In the aftermath of three rapes on or near campus last year, officials at the University of Maryland at College Park have reactivated a student foot patrol, whose members act as observers for the 80-member campus police department.
Six patrol members and a supervisor, all wearing silver-colored vests, are assigned to the campus in pairs, equipped with police radios and flashlights. They are directed to call on their radios for assistance from campus police when they spot trouble.
The patrol hours are 6 p.m. to midnight Sunday through Thursday, when pedestrian traffic is heaviest.
The paid patrols are associated with the university police force's student auxiliary, which handles security in campus buildings and at campus entrances after dark. Members of the patrol do not have power to arrest, but provide "eyes and ears" for the police, Chief Eugene Sides said.
Two rapes and two attempted rapes were reported to campus police last year. The most recent attack, on Nov. 7, was on a 20-year-old student in the basement of the university's Benjamin Building. In reaction, about 100 students rallied in a "Take Back the Night" demon stration asking for increased campus security.
A month earlier, a 21-year-old student had been attacked near campus while walking home from a party, and in August, a 36-year-old woman was raped at the west end of the campus after being abducted in her car, police spokeswoman Cathy Atwell said.
"For the most part this is a commuter school. Most of the night classes are Monday through Thursday and many of people who live in campus dormitories go home on the weekends," Atwell said.
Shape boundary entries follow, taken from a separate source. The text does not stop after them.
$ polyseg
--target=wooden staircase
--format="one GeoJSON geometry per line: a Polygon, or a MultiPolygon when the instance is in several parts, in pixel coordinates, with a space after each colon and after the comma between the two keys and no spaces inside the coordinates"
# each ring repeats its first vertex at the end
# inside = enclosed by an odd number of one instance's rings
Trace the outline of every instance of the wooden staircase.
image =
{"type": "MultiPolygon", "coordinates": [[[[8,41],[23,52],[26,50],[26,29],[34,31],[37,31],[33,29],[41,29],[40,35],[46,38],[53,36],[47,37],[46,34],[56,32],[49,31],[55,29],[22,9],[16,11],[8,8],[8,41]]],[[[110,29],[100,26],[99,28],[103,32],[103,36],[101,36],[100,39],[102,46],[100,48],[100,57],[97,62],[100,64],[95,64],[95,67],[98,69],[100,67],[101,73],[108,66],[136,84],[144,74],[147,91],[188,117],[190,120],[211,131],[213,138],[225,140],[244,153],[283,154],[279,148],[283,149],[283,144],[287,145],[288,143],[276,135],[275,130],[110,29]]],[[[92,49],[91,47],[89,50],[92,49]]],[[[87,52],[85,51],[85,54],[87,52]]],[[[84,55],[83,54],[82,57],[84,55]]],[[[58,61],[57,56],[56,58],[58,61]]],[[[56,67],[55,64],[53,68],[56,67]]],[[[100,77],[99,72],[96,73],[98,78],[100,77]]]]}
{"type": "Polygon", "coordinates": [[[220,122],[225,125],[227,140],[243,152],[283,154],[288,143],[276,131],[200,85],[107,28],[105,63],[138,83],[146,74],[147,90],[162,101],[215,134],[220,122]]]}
About 38,000 students attend classes at the 1,539-acre university; about 8,000 of them live on campus.
Sides said that in 1983, when there were two rapes and four attempted rapes on campus, the university provided emergency funding during the spring semester for a similar student foot patrol.
The patrols were not continued the following semester.
The patrols will be evaluated at the end of the semester, and if the report is favorable, Sides said he may ask the university administration for funds to continue them.
The current program costs $7,000, most of which goes to pay the student members $4 an hour.
Mark Lipton, president of the University Commuters Association, who pressed the university administration for reinstatement of the foot patrols after the rape in November, said that since the patrols began Feb. 24, "People have told me that it's good to see them out there. They feel safer."